The following bug has been logged on the website:
Bug reference: 17245
Logged by: Andrew Gierth
Email address: andrew@tao11.riddles.org.uk
PostgreSQL version: 14.0
Operating system: FreeBSD 13.0-RELEASE
Description:
From a report from IRC, from a user running a mediawiki instance on PG:
select ctid, page_title from "page" WHERE page_title = 'Isokaze' and
page_namespace = 0;
returned two rows rather than the expected 1:
(181,53) | Ying_Swei
(722,3) | Isokaze
Disabling index scans restored the expected output of 1 row.
Inspecting the index revealed this:
000114a0: 2f47 616c 6c65 7279 0000 1000 0320 2860 /Gallery..... (`
000114b0: 1149 736f 6b61 7a65 0000 7600 1800 0000 .Isokaze..v.....
000114c0: b500 0900 0000 d202 3800 0000 0000 0000 ........8.......

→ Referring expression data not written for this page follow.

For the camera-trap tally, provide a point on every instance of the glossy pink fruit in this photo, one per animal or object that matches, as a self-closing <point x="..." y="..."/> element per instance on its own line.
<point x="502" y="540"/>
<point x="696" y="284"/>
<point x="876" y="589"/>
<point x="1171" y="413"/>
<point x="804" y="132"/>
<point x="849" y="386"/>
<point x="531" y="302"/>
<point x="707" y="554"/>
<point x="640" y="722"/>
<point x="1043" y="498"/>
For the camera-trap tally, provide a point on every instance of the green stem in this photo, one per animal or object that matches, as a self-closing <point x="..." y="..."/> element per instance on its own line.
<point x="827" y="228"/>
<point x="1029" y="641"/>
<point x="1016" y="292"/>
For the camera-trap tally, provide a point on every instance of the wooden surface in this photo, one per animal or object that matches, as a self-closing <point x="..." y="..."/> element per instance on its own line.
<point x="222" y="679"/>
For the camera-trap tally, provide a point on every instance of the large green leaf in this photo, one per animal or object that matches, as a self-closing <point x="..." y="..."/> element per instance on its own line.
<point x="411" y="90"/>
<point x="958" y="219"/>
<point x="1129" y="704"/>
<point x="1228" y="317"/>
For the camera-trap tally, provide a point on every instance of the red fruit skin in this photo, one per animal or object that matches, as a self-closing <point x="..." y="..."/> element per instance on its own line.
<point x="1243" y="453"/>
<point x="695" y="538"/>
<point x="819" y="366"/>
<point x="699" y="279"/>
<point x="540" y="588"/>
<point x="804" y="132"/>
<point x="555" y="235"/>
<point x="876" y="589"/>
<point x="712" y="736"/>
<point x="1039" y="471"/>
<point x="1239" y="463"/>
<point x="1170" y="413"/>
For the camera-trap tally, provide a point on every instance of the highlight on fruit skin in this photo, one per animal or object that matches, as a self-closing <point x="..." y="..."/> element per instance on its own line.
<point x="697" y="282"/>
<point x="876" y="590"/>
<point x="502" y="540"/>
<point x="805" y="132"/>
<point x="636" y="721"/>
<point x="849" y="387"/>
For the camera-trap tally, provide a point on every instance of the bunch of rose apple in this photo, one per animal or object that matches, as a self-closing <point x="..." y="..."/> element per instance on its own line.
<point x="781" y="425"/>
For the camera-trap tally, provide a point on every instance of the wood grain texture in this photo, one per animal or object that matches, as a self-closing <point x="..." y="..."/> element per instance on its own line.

000114d0: 0000 c501 2d00 1840 1749 7365 2f51 756f ....-..@.Ise/Quo
which appears to me to be a deduplicated index entry pointing to heap rows
(181,9) and (722,56). Inspecting the heap showed that both of those ctids
are just pointer entries, to (181,53) and (722,3) respectively, which
explains the 2 row result. What I don't know is how this could have happened
in the first place.
The definition of the affected index is:
CREATE INDEX page_main_title ON mediawiki.page USING btree (page_title
text_pattern_ops) WHERE (page_namespace = 0);
The real entries for 'Ying_Swei' in the index are not in the same page or
even any nearby page, and it seems unlikely that the page_title was
updated.
The original reporter (who I will CC on a followup message) still has a
snapshot of the corrupt data. (A REINDEX naturally fixed the data).